Virtual currencies are also another hot-button issue. With the rise of Bitcoin, online gamblers now have an option to pay quickly and securely from anywhere in the world. However, though Bitcoin is the primary reason for this concern, other virtual currencies are also being considered like the ones used by various gaming sites like Unikrn and Gamebet.gg to connect players to their services.
This is where the UK Gambling Commission comes in. eSports betting can come in many forms and the commission has recently seen how skin gambling on Steam could potentially crossover from being just a social gaming feature to full-fledged gambling for younger people. It is based on the idea that in-game skins can function as virtual “chips,” since these skins can be bought for money on the Steam store or earned as drops during a game.
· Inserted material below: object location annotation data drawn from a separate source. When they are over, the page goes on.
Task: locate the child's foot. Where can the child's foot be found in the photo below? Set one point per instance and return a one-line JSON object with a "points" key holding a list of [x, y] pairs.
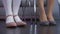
{"points": [[10, 22], [19, 22]]}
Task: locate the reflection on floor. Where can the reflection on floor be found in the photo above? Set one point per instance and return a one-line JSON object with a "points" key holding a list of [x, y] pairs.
{"points": [[30, 29]]}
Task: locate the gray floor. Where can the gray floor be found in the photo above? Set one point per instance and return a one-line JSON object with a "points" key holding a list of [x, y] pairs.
{"points": [[28, 30], [29, 10]]}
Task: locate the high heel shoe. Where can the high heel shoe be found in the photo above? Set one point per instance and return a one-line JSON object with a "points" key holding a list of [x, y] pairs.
{"points": [[52, 23]]}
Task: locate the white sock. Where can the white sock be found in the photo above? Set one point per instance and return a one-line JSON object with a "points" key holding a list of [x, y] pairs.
{"points": [[9, 19], [7, 5], [16, 6]]}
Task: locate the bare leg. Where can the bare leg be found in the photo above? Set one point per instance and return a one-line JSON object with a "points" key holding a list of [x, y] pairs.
{"points": [[16, 5], [43, 16], [9, 14], [49, 10]]}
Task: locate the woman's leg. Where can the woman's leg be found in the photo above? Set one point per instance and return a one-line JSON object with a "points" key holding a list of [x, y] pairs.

Specialized betting sites facilitate these wagers, sometimes offering bets on specific eSports matches, while other actually accept skins as bets in simple games like roulette or slots. Since this area of online gambling is still unregulated, the UKGC wants to nip any problems in the bud. This is especially important in light of recent controversies in eSports like the revelation that some eSports stars have been promoting sites that they owned or that some sites have been accused of rigging games.
Another issue that the UKGC is concerned about is match-fixing. Like any other competitive sport, there can be only one winner. Sports bettors earn money by predicting who wins the match. If one of the players colludes with bettors so that they can correctly predict the winner, then they could stand to get a lot of money. There have been incidents in the past and the UKGC would like to avoid any repeats in the future.
With its vigilant stance, it will be interesting to see what the UKGC will do to curb these problems.